Thursday, April 16, 2015


Record of Miraculous Events in Japan: the Nihon ryoiki, translated by Burton Watson, Columbia University Press

Writes Haruo Shirane in his "Introduction" to Burton Watson's translation of this Record of Miraculous Events..., it was "compiled in the early Heian period (794-1192) and is "Japan's first anecdotal (setsuwa) literature."  It therefore occupies an important and influential place in Japanese literary history--and, since these are Buddhist stories, intended to be instructive of the dharma, in the history of Buddhism as it came to be practiced in Japan in later centuries. As such, its place in the canon of Japanese literary and religious studies is assured.
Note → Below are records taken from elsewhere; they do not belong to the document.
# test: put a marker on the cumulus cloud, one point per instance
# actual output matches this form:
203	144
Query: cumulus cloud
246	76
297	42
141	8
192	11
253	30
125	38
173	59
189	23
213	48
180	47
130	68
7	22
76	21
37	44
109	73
That said, let's look at it from the point of view of the lay reader--one who is not principally a student of either of those areas of scholarship.  In this light, my first observation is that this is not a book to be read from cover to cover.  Its many parables--teaching stories--risk losing their charm and become repetitive if you read too many of them in succession.  They were passed on in an oral tradition, and eventually written down (by the monk, Kyokai) for the edification of people at a time, and in a culture, very different from our own.  Much of their charm, to the contemporary reader, lies precisely in their evocation of so foreign and formal a cultural environment.  They read, in a sense, like fairy tales.  To read of gods and devils, of magical powers and the casting of spells is for us a very different experience than for those for whom the stories were intended.  We read them without fear and trembling, but rather for their literary charm, for their metaphorical delights, their seductive quaintness, and no longer to be instructed in the Buddhist values they embody.

The lesson of these tales is a simple and repeated one: it is the law of karma.  No good deed goes unrewarded, no bad deed unpunished.  The good deeds most frequently include filial duty and acts of kindness, as well as the more conventional recitation or copying of the sutras, fasting, and sacrifice; the bad ones, acts of violence and cruelty, disrespect for parents, adultery, theft and murder.  Visions of paradise alternate with visions of hell--the familiar fires, for the most part, and the burning of the flesh.  Souls, upon death, transmigrate into new and different life forms--animals, plants, and existence in different social status.  Some for the better, others... not so much.  Class hierarchy is strictly observed, and the rehearsal of heritage and family associations an important part of each story.

For the lay reader, then, these stories amuse, enchant, sometimes delight, but eventually, even in their drama, there is a sameness to them.  The book is a wonderful addition to the bedside table, to be picked up from time to time to indulge in the pleasure of a couple of stories, picked at random, to be transported into a magical world far from our own, but a world that operates according to its own laws, its own social mores, its own logic.  It also reminds us, importantly, to renew our awareness of the way that karma operates in our own lives and our contemporary world, though perhaps generally with less dramatic distinctions between good and evil than we find here.  The simple lesson that what we prefer, these days, to call "skillful" actions lead to results that bring greater happiness into our lives, and that unskillful ones invariably land us in trouble, is a truth that bears repeating.